I pitched to many people, to the big companies, and also to the up-and-coming companies. All of them said the same thing. They said that I’m crazy, and that they really don’t understand the concept — that they will not be able to do it.
OD cast, director, and engine
OD is a collaboration between Kojima Productions and filmmaker Jordan Peele, and it runs on Unreal Engine 5. The cast brings together several recognizable names from film and television.
| Detail | Confirmed information |
|---|---|
| Developer | Kojima Productions |
| Publisher | Xbox |
| Director / collaborator | Hideo Kojima with Jordan Peele |
| Engine | Unreal Engine 5 |
| Type | Single-player horror |
| Cast | Hunter Schafer, Sophia Lillis, Udo Kier |
Filming has officially begun with Sophia Lillis and Hunter Schafer, a sign that the project is active and moving forward. Udo Kier, who passed away last year, was scanned in November 2025; Kojima Productions has not shared more about how his performance will be used. Production was affected by his passing.
How OD got greenlit by Xbox
After every studio Kojima approached turned the idea down, former Xbox boss Phil Spencer was the one who signed off on OD. Current Xbox gaming head Asha Sharma has spoken warmly about it, describing OD as “a deeply moving game” and saying she wants to give the project room to breathe. She framed it as evidence that games still have unexplored territory, and that an open platform is needed so more creators can take similar swings.

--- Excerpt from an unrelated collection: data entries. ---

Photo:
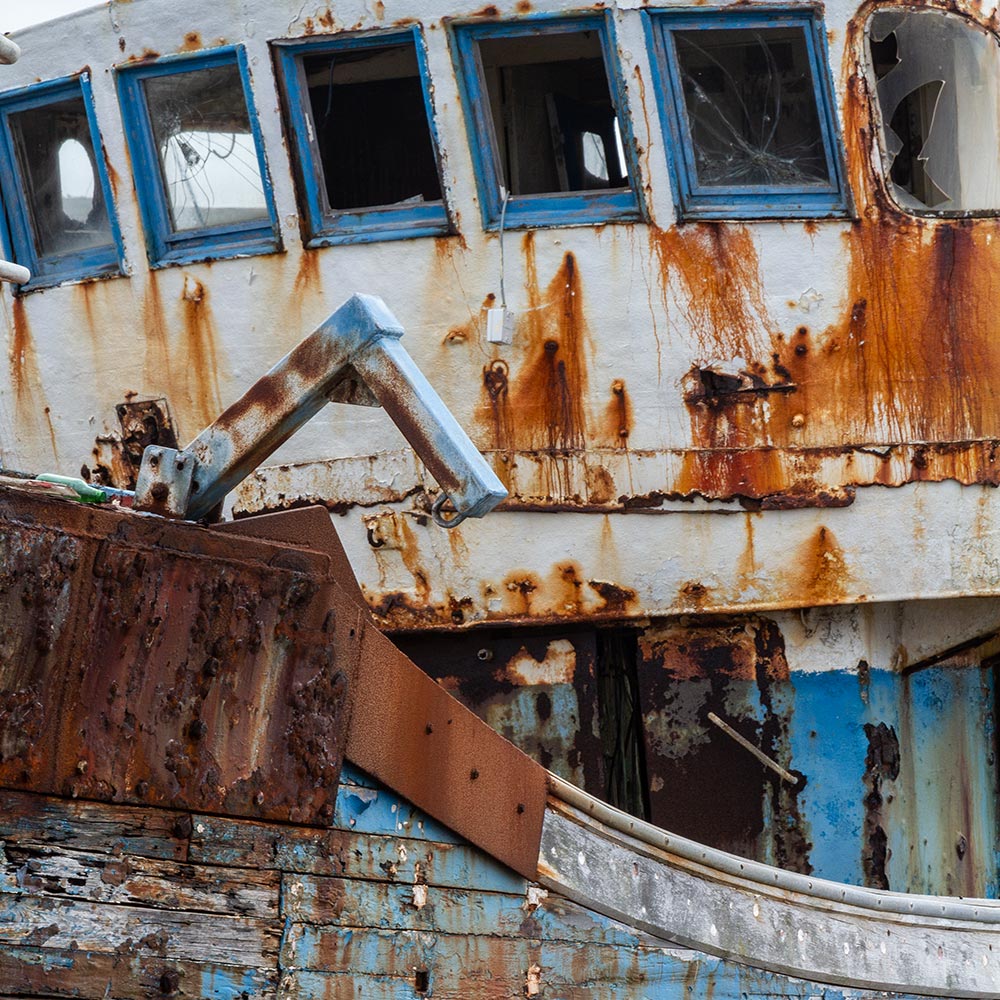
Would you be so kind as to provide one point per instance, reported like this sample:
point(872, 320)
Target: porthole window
point(199, 165)
point(358, 109)
point(544, 107)
point(937, 84)
point(56, 194)
point(747, 106)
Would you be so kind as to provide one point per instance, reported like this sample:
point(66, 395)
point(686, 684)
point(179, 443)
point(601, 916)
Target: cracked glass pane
point(207, 152)
point(938, 91)
point(751, 106)
point(371, 127)
point(64, 195)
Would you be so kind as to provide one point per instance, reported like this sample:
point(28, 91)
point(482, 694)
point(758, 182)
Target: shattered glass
point(56, 159)
point(751, 107)
point(938, 90)
point(207, 152)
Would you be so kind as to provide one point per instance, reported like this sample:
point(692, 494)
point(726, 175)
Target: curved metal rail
point(762, 916)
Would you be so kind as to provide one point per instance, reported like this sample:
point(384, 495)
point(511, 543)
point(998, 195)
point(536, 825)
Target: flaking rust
point(210, 673)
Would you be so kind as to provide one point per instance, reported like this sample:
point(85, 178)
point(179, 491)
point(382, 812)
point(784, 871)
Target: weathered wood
point(237, 843)
point(31, 972)
point(461, 967)
point(365, 809)
point(349, 903)
point(106, 927)
point(131, 880)
point(93, 826)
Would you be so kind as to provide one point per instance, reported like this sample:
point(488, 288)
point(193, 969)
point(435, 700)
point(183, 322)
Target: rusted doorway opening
point(566, 697)
point(622, 737)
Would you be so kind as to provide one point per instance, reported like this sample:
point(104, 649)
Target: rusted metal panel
point(538, 690)
point(164, 663)
point(407, 730)
point(150, 663)
point(703, 784)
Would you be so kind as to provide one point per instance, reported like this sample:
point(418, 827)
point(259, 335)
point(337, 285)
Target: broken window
point(55, 186)
point(359, 110)
point(938, 91)
point(200, 172)
point(545, 124)
point(752, 129)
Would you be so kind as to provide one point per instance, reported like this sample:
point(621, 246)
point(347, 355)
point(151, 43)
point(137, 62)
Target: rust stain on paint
point(156, 360)
point(201, 351)
point(549, 389)
point(23, 363)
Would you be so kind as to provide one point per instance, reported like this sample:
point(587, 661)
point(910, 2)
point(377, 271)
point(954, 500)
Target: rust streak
point(201, 351)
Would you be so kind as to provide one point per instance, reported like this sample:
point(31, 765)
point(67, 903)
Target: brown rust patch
point(712, 274)
point(914, 356)
point(735, 667)
point(202, 363)
point(600, 485)
point(549, 391)
point(23, 365)
point(156, 360)
point(618, 417)
point(823, 572)
point(307, 277)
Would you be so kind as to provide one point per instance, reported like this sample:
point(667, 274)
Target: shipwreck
point(628, 628)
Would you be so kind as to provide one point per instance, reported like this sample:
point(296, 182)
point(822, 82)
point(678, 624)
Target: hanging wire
point(503, 220)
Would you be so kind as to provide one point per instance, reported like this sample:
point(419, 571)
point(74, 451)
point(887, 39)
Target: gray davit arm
point(354, 356)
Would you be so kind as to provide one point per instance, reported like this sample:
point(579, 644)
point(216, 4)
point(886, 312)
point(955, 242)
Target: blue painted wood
point(164, 245)
point(578, 208)
point(384, 963)
point(19, 239)
point(324, 226)
point(697, 201)
point(219, 841)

The new OD screenshot and its P.T. connections
The latest look at OD shows a cramped yellow hallway with a figure standing at the far end, possibly Hunter Schafer’s character. The tight corridor and unsettling atmosphere call back to P.T., the short playable teaser Kojima made for the cancelled Silent Hills. That demo is still remembered as one of the most effective horror experiences in gaming, which sets a high bar for what OD is reaching toward.
This is also Kojima’s return to a genre he has chased for years. After his split from Konami and the cancellation of Silent Hills in 2015, P.T. remained the closest glimpse of his horror ambitions. OD now stands as his proper attempt at that vision.
OD release date and platforms
OD does not have a broad release window, and a full platform list has not been confirmed beyond Xbox’s role as publisher. No gameplay footage has been shown yet either. The most recent prior showing came during Kojima Productions’ 10th anniversary, and the studio skipped the Xbox Games Showcase 2026 earlier this month. For now, the new screenshot and the tease of its fear-management system are the freshest pieces of OD that players have to go on.